The Cuban government said late Thursday it has pardoned and released 2,010 prisoners, a sweeping move announced as the island faces mounting pressure from the Trump administration, including an oil blockade that until recently halted fuel shipments.
Cuba’s Embassy in the U.S. announced the pardons on X, calling them a “humanitarian and sovereign gesture.” Officials said those released include younger people, women, those over 60, Cuban citizens living abroad and foreign nationals. Prisoners convicted of various violent crimes were not eligible for the pardon. It remains unclear whether political prisoners were among those freed; the nonprofit Prisoners Defenders has counted 1,211 political prisoners in Cuba.
This is the second, larger release this year. Last month Cuba freed a smaller group of 51 detainees. The pardons come as the country experiences at least a partial reprieve from an energy crisis that crippled the island after the Trump administration threatened steep tariffs on nations that exported oil to Cuba, prompting a months-long slowdown in shipments.
Earlier this week, U.S. officials allowed a sanctioned Russian-flagged tanker carrying more than 700,000 barrels of oil to dock in Havana, and Russia has said it plans to send a second tanker, providing a vital supply lifeline. White House press secretary Karoline Leavitt told reporters the administration permitted the first tanker for “humanitarian reasons.” President Trump said last weekend, “We don’t mind having somebody get a boatload because they need…they have to survive.” Leavitt added that U.S. policy toward Cuba has not changed and that future decisions on tanker access will be made “case-by-case.”
The prisoner releases and the oil decisions come amid heightened tensions between the United States and Cuba. President Trump has suggested he wants major changes in Cuban governance and last month floated the idea of “taking Cuba in some form,” saying, “Whether I free it, take it, I think I could do anything I want with it.”
Administration officials have taken a more aggressive foreign policy posture recently: U.S. forces carried out an operation in January to capture former Venezuelan President Nicolás Maduro, an ally of Havana, and the U.S. has been engaged in an aerial campaign against Iran. Trump has said “Cuba’s going to be next,” calling the country “failing.”

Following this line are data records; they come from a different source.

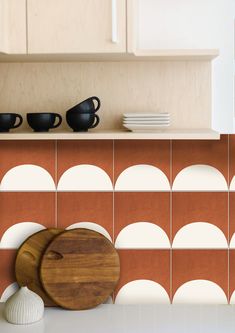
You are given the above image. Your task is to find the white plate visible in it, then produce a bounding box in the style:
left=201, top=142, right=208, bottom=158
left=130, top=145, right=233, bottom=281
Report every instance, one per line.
left=123, top=117, right=170, bottom=122
left=123, top=124, right=170, bottom=132
left=123, top=112, right=170, bottom=118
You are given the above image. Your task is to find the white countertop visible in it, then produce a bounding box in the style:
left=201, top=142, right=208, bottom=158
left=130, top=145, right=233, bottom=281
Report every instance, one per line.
left=0, top=304, right=235, bottom=333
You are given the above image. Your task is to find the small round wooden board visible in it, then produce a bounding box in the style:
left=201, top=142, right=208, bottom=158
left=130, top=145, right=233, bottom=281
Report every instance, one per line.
left=15, top=229, right=63, bottom=306
left=40, top=228, right=120, bottom=310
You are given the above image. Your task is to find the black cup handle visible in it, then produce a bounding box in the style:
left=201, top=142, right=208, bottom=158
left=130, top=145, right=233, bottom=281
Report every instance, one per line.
left=91, top=96, right=101, bottom=111
left=90, top=114, right=100, bottom=128
left=52, top=113, right=62, bottom=128
left=12, top=113, right=23, bottom=128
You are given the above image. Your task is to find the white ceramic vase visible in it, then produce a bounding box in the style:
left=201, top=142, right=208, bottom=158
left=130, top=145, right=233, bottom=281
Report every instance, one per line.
left=5, top=287, right=44, bottom=325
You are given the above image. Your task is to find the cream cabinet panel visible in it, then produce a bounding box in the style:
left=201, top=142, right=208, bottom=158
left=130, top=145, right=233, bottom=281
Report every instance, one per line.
left=27, top=0, right=126, bottom=54
left=0, top=0, right=26, bottom=54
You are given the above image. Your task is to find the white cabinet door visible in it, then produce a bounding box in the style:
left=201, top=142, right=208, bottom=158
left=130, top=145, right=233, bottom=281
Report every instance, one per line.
left=0, top=0, right=26, bottom=54
left=135, top=0, right=235, bottom=133
left=27, top=0, right=126, bottom=54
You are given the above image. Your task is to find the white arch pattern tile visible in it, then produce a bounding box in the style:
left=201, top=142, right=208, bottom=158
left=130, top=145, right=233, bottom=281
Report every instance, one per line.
left=230, top=176, right=235, bottom=192
left=229, top=233, right=235, bottom=249
left=57, top=164, right=113, bottom=191
left=0, top=282, right=19, bottom=302
left=0, top=164, right=55, bottom=191
left=115, top=164, right=170, bottom=191
left=0, top=222, right=45, bottom=249
left=172, top=222, right=228, bottom=249
left=229, top=290, right=235, bottom=305
left=172, top=164, right=228, bottom=191
left=103, top=296, right=113, bottom=304
left=115, top=222, right=171, bottom=249
left=115, top=280, right=170, bottom=304
left=66, top=222, right=112, bottom=242
left=173, top=280, right=228, bottom=304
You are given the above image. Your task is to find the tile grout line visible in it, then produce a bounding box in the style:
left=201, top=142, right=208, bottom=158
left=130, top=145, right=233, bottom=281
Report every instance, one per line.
left=170, top=140, right=173, bottom=302
left=112, top=140, right=115, bottom=243
left=112, top=140, right=115, bottom=304
left=227, top=135, right=230, bottom=303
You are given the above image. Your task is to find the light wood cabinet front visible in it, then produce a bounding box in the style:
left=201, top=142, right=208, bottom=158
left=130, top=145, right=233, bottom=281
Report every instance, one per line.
left=27, top=0, right=126, bottom=54
left=0, top=0, right=26, bottom=54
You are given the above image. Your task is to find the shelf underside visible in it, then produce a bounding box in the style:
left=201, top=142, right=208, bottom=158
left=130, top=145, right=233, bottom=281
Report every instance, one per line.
left=0, top=129, right=220, bottom=141
left=0, top=49, right=219, bottom=62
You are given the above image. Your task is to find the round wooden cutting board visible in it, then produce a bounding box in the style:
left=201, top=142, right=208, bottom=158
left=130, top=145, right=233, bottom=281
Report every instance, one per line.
left=15, top=229, right=63, bottom=306
left=40, top=229, right=120, bottom=310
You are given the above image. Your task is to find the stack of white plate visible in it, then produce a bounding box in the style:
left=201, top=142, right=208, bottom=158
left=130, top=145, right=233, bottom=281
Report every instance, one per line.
left=123, top=112, right=170, bottom=132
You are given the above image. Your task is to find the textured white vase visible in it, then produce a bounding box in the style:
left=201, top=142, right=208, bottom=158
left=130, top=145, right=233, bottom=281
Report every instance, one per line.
left=5, top=287, right=44, bottom=325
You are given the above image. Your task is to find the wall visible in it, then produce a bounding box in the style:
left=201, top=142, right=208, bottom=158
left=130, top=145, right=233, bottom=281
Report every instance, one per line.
left=137, top=0, right=235, bottom=133
left=0, top=135, right=235, bottom=303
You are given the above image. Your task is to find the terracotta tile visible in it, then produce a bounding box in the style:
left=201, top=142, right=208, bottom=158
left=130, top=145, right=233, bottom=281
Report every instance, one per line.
left=172, top=192, right=228, bottom=239
left=229, top=250, right=235, bottom=298
left=57, top=140, right=113, bottom=180
left=0, top=249, right=16, bottom=297
left=229, top=192, right=235, bottom=240
left=58, top=192, right=113, bottom=237
left=229, top=134, right=235, bottom=183
left=114, top=140, right=170, bottom=181
left=172, top=135, right=228, bottom=180
left=114, top=192, right=170, bottom=239
left=172, top=250, right=228, bottom=295
left=0, top=140, right=55, bottom=181
left=0, top=192, right=56, bottom=238
left=115, top=250, right=170, bottom=296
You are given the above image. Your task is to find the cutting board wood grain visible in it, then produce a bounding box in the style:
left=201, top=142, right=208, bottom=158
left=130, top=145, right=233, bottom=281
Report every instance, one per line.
left=40, top=228, right=120, bottom=310
left=15, top=229, right=63, bottom=306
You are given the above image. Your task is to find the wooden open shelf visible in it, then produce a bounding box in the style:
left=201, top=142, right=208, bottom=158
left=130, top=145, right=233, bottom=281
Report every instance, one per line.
left=0, top=49, right=219, bottom=62
left=0, top=129, right=220, bottom=141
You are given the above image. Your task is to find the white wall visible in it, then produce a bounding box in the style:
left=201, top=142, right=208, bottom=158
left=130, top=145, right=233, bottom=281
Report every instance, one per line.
left=138, top=0, right=235, bottom=133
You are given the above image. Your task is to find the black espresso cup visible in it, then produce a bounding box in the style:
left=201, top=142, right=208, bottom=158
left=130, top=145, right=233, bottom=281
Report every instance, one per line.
left=0, top=113, right=23, bottom=132
left=27, top=112, right=62, bottom=132
left=68, top=96, right=101, bottom=113
left=66, top=112, right=100, bottom=132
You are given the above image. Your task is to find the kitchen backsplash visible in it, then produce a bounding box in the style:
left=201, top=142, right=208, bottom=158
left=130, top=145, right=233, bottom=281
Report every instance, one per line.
left=0, top=135, right=235, bottom=304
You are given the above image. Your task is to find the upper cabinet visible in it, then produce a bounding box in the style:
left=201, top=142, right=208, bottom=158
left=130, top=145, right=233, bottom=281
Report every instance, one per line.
left=27, top=0, right=126, bottom=54
left=0, top=0, right=27, bottom=54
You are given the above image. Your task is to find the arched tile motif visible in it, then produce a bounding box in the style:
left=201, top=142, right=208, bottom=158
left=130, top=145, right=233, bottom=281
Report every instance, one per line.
left=115, top=164, right=170, bottom=191
left=114, top=192, right=171, bottom=243
left=0, top=140, right=56, bottom=182
left=115, top=280, right=170, bottom=304
left=114, top=140, right=171, bottom=181
left=172, top=249, right=228, bottom=297
left=172, top=222, right=228, bottom=249
left=229, top=233, right=235, bottom=250
left=0, top=222, right=45, bottom=249
left=0, top=282, right=19, bottom=302
left=172, top=192, right=229, bottom=243
left=173, top=280, right=228, bottom=304
left=172, top=164, right=228, bottom=191
left=57, top=192, right=113, bottom=236
left=229, top=290, right=235, bottom=305
left=0, top=164, right=55, bottom=191
left=172, top=135, right=228, bottom=187
left=66, top=222, right=112, bottom=242
left=57, top=140, right=113, bottom=185
left=0, top=192, right=56, bottom=239
left=115, top=222, right=170, bottom=249
left=58, top=164, right=113, bottom=191
left=230, top=176, right=235, bottom=192
left=115, top=249, right=171, bottom=296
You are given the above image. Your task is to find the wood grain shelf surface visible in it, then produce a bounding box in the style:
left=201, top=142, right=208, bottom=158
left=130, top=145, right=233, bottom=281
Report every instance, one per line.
left=0, top=129, right=220, bottom=141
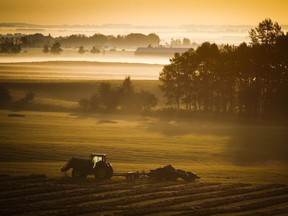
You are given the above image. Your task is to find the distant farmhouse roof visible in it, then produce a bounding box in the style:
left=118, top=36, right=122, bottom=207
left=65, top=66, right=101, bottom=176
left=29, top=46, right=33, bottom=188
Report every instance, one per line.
left=135, top=47, right=189, bottom=55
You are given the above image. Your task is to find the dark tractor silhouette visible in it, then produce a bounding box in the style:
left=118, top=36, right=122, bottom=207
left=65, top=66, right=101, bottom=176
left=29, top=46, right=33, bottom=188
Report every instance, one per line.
left=146, top=165, right=200, bottom=181
left=61, top=153, right=113, bottom=180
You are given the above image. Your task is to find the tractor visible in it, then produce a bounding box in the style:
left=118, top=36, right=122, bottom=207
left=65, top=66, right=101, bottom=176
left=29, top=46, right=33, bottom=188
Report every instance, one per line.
left=61, top=153, right=113, bottom=180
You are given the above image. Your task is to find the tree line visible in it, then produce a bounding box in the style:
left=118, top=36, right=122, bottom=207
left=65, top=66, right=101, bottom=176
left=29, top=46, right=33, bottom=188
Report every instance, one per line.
left=0, top=33, right=160, bottom=53
left=0, top=37, right=21, bottom=53
left=159, top=19, right=288, bottom=119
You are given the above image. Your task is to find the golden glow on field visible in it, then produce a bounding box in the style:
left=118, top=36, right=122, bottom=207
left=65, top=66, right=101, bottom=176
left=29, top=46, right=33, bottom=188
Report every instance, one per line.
left=0, top=0, right=288, bottom=25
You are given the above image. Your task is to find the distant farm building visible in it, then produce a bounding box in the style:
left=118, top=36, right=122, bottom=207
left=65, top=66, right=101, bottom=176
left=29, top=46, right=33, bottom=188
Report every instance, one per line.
left=135, top=47, right=189, bottom=55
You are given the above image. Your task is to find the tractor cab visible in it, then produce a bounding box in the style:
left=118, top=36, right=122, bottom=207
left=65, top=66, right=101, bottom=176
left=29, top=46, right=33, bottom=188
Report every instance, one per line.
left=90, top=153, right=106, bottom=168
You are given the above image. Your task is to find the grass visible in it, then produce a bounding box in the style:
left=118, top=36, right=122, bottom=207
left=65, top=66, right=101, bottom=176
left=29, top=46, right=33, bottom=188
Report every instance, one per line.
left=0, top=62, right=288, bottom=183
left=0, top=110, right=288, bottom=183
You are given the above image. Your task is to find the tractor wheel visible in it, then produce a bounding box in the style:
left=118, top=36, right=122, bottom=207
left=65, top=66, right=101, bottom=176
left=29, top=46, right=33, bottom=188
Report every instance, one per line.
left=94, top=161, right=113, bottom=180
left=72, top=169, right=87, bottom=178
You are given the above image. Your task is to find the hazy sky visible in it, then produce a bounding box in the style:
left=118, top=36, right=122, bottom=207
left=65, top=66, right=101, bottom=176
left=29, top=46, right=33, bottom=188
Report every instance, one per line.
left=0, top=0, right=288, bottom=26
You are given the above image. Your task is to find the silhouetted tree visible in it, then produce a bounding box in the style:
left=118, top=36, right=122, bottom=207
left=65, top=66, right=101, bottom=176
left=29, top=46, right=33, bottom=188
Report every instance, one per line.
left=0, top=37, right=21, bottom=53
left=159, top=19, right=288, bottom=118
left=249, top=19, right=284, bottom=45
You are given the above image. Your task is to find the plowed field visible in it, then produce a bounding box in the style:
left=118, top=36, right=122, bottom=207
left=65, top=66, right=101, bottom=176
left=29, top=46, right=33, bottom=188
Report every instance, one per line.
left=0, top=175, right=288, bottom=215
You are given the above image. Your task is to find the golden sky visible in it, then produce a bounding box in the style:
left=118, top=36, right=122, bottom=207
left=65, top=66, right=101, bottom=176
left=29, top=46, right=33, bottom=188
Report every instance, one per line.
left=0, top=0, right=288, bottom=26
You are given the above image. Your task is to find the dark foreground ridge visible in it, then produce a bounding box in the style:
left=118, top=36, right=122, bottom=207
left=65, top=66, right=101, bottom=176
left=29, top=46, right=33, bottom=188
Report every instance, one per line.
left=0, top=175, right=288, bottom=216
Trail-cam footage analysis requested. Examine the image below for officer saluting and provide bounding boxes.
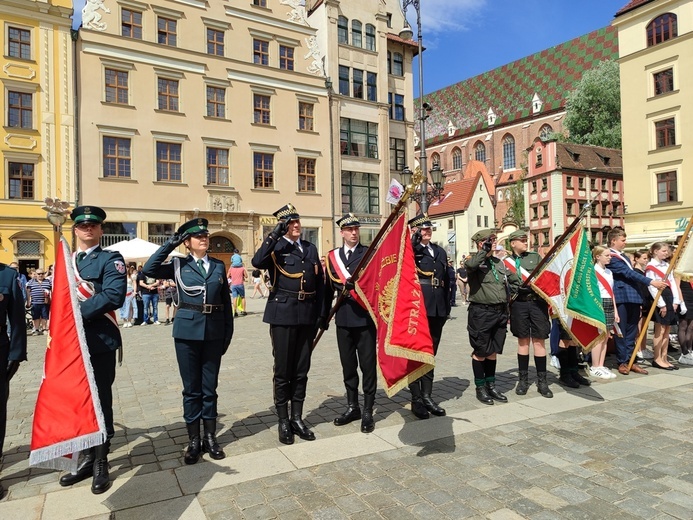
[54,206,127,495]
[252,204,324,444]
[409,213,450,419]
[143,218,233,464]
[320,213,377,433]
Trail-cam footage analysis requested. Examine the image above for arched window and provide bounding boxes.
[647,13,679,47]
[351,20,363,47]
[474,141,486,162]
[452,148,462,170]
[366,23,375,51]
[503,134,515,170]
[337,16,349,44]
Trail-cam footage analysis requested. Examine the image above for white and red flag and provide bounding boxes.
[29,239,106,472]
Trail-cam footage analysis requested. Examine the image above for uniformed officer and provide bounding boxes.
[252,204,324,444]
[320,213,377,433]
[465,229,520,404]
[58,206,127,495]
[409,213,450,419]
[0,264,26,498]
[143,218,233,464]
[505,229,553,397]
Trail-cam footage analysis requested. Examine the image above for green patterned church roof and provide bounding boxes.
[422,26,618,144]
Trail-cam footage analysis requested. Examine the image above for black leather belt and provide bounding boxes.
[178,302,224,314]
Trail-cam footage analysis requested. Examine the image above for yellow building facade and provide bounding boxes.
[613,0,693,248]
[0,0,77,272]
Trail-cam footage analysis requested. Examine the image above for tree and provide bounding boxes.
[565,61,621,149]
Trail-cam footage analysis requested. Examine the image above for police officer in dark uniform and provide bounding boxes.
[409,213,450,419]
[143,218,233,464]
[319,213,377,433]
[252,204,324,444]
[0,264,26,498]
[58,206,127,495]
[506,229,553,397]
[465,229,520,404]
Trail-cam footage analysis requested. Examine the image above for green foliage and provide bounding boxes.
[565,61,621,149]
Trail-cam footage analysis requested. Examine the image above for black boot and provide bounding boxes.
[289,401,315,441]
[277,404,294,444]
[58,448,94,487]
[537,372,553,398]
[361,395,375,433]
[202,419,226,460]
[91,442,111,495]
[334,390,361,426]
[421,376,445,417]
[183,419,202,464]
[515,370,529,395]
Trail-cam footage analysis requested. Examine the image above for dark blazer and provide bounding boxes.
[252,234,324,326]
[77,246,127,354]
[323,243,373,327]
[414,242,450,317]
[0,264,26,362]
[142,245,233,348]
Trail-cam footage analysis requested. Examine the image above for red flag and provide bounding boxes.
[356,213,434,396]
[29,239,106,472]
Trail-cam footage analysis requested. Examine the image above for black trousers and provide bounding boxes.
[337,325,377,395]
[270,325,315,406]
[174,338,224,423]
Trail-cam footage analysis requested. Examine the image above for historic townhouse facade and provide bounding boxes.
[613,0,693,247]
[0,0,76,271]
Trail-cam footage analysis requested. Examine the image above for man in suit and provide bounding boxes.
[0,264,26,498]
[143,218,233,464]
[607,227,666,376]
[320,213,377,433]
[58,206,127,495]
[409,213,450,419]
[252,204,324,444]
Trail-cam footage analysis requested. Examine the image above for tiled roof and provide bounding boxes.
[415,26,618,144]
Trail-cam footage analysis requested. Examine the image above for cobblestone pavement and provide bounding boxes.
[0,294,693,520]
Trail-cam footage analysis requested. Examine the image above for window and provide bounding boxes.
[156,141,183,182]
[503,135,515,170]
[655,117,676,148]
[647,13,678,47]
[342,171,380,215]
[105,69,128,105]
[351,69,363,99]
[657,171,679,204]
[339,117,378,159]
[253,152,274,189]
[390,137,406,172]
[207,87,226,118]
[7,90,34,128]
[653,69,674,96]
[298,101,315,132]
[253,94,270,125]
[156,16,178,47]
[351,20,363,47]
[7,162,34,199]
[253,38,269,65]
[158,78,178,112]
[120,9,142,40]
[366,72,378,101]
[337,16,349,44]
[298,157,315,193]
[207,148,229,186]
[103,136,131,179]
[207,28,224,56]
[366,23,375,51]
[452,148,462,170]
[279,45,294,70]
[7,27,31,60]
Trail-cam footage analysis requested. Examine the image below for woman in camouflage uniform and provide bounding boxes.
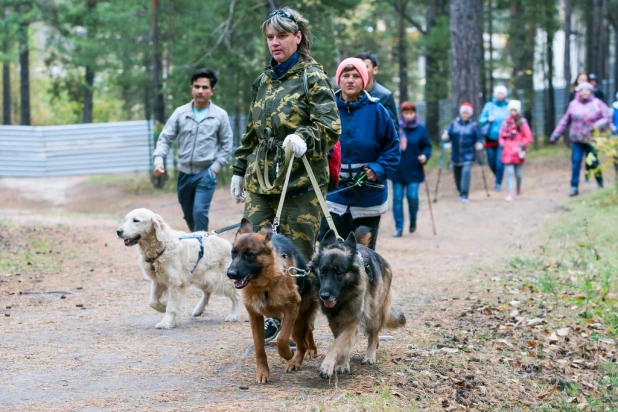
[231,7,341,341]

Senator and Secretary of State-designate Marco Rubio has pushed for economic and political reforms in Cuba, saying the island needs new leadership and that “you cannot fix their economy if you don’t change their system of government.” He called Cuban leaders “incompetent” and hinted at further actions in the near future.
Cuba has acknowledged negotiating with the United States, with former president Raúl Castro reportedly involved in talks. But Havana has pushed back against suggestions of U.S. takeover. President Miguel Díaz-Canel Bermúdez warned last month that “any external aggressor will clash with an impregnable resistance.”